Comme je ne suis pas, et en rien, spécialiste de ces questions, j'ai consulté des auteurs plus qualifiés que moi (ce qui n'est pas trop difficile) et j'ai appris ceci sur ce point précis :
"Selon la matière, il est possible d'utiliser un enregistrement comme commencement de preuve. Ainsi, en droit pénal, un enregistrement obtenu, même de manière irrégulière, a une valeur d'"indice de preuve" selon la Cour de cassation (v. notamment cass crim 11 février 1992) ; (la Chambre criminelle a d'ailleurs estimé qu'une infraction commise pour obtenir une preuve était possible en vertu des "nécessités de la défense" (cass crim 11 mai 2004)).
En droit civil, la règle est un peu différente. Un enregistrement est également recevable (art 9 cpc), mais si il est fait à l'insu de la personne, il s'agit d'un procédé déloyal rendant la preuve irrecevable en justice (civ 2ème, 7 oct 2004). De plus, en matière civile, dans certains cas, la loi prévoit certains moyens de preuves obligatoires comme un écrit, rendant dés lors un enregistrement, même autorisé par la personne, totalement inutile."

On constate que, dans la justice américaine, des documents enregistrés dans ces conditions seraient valables, alors qu'ils ne sont pas dans le système français (voir ci-dessus) qui est à cet égard totalement arriéré. Il est en effet désormais parfaitement possible, au plan scientifique et technique, de vérifier et de prouver que des enregistrements n'ont pas été l'objet de manipulations et que le seul grief qu'on peut leur faire est qu'ils ont été obtenus, sans que les intéressés soient au courant de cet enregistrement.

Les dispositions françaises sont évidemment stupides ; dans ce domaine comme dans bien d'autres, il est certain que nous finirons par faire comme les Américains, toujours et en tout ; de la même façon, nous échouons dans notre lutte contre beaucoup d'entreprises criminelles car il est interdit à la police française d'infiltrer les réseaux criminels qu'elle poursuit en vain. A visage découvert, on ne trouve rien, comme en matière fiscale ainsi qu'on le voit chaque jour.

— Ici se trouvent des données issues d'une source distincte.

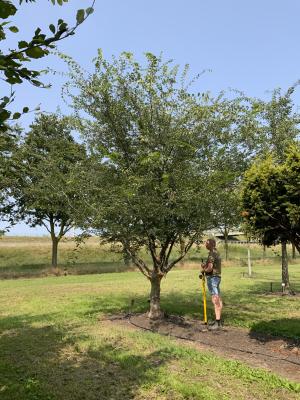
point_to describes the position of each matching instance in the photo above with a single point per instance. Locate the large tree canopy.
(271, 201)
(161, 145)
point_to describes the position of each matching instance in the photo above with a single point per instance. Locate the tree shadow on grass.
(47, 362)
(282, 328)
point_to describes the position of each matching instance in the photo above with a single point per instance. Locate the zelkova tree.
(45, 165)
(270, 200)
(158, 142)
(14, 61)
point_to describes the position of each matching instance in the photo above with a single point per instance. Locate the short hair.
(212, 242)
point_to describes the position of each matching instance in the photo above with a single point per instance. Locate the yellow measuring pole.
(204, 299)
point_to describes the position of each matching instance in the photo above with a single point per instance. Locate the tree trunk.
(285, 270)
(155, 311)
(54, 251)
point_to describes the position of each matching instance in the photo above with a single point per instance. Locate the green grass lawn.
(56, 344)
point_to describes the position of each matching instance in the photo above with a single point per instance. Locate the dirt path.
(278, 355)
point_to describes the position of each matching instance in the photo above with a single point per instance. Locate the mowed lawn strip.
(56, 344)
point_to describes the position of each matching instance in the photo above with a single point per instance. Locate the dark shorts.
(213, 284)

Cette justice, si sourcilleuse par ailleurs, ne semble pas avoir relevé que, devant le juge Gentil, Nicolas Sarkozy a déclaré, semble-t-il, n'avoir été qu'une seule fois chez Madame Liliane Bettencourt, alors qu'il y a des photographies qui le montrent en train d'entrer chez elle dans des costumes différents. Est-il un vrai Fregoli politique changeant de look en une seconde entre deux photos ou ces photographies ont-elles été truquées ? Dans ce dernier cas, il devrait être facile de faire authentifier ou récuser ces photographies par des spécialistes ; la chose est encore beaucoup plus facile que pour des enregistrements.

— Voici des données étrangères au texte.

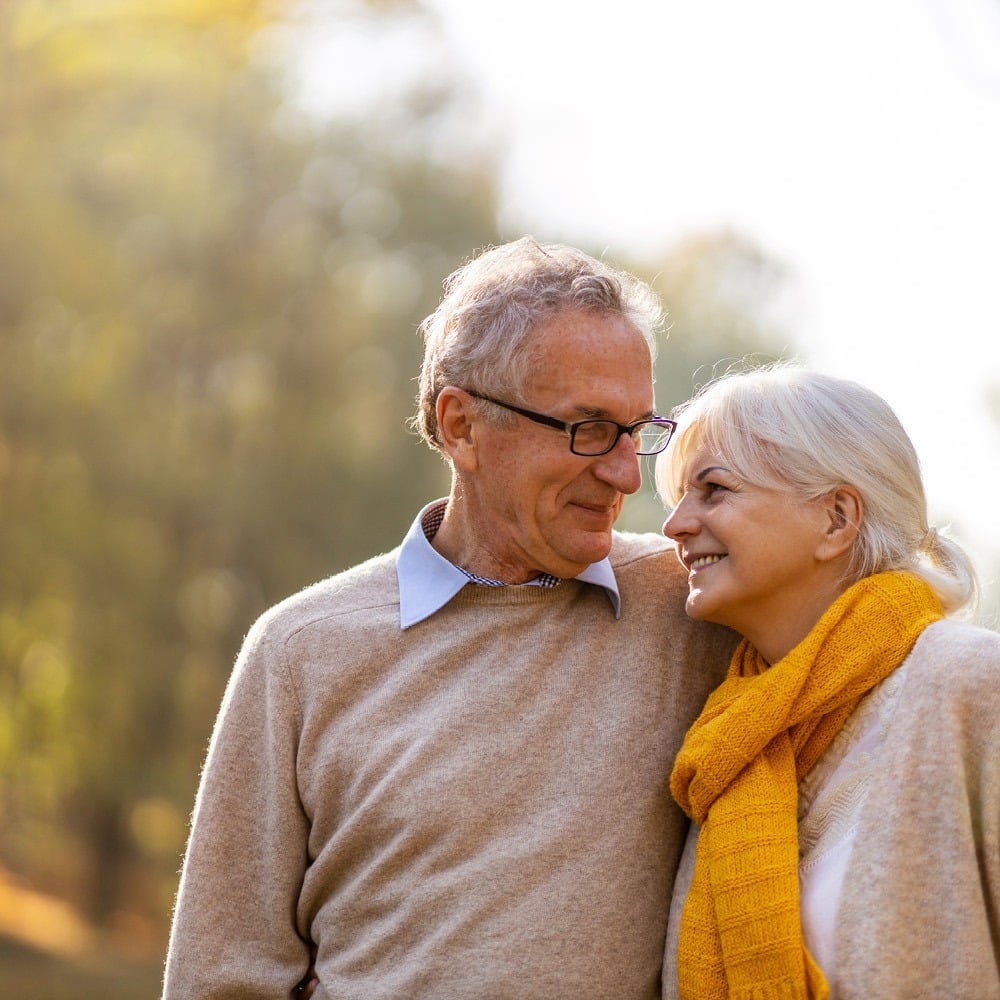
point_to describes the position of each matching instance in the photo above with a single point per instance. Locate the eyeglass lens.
(595, 437)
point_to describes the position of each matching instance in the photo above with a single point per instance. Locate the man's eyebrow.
(599, 413)
(711, 468)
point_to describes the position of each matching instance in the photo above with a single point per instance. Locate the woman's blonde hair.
(786, 427)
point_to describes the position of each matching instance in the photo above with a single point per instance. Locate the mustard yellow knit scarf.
(737, 776)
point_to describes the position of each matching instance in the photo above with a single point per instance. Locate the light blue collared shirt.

Et dans l'affaire Cahuzac où les enregistrements téléphoniques sont pris en compte et valides à 60%, J. Cahuzac savait-il qu'il était enregistré et qui l'écoutait et l'enregistrait ? Il faudrait un peu de logique dans tout cela !

Il est clair, en tout cas, que notre justice ultraconservatrice ne prend pas en compte les avancées scientifiques dont la police et la télé font si grand cas. On ne voit pas pourquoi des enregistrements faits à l'insu des locuteurs, ne seraient pas valables en vertu du principe qu'ils attentent à sa vie privée. Quel rapport entre ces deux plans ? Toute enquête, sur qui que ce soit, où que ce soit et pour quoi que ce soit, n'est-elle pas, par principe et au départ même, attentatoire à la vie privée de celui qui en est l'objet ; c'est même grâce à cet attentat que se réalisent en général la découverte et la preuve de la vérité.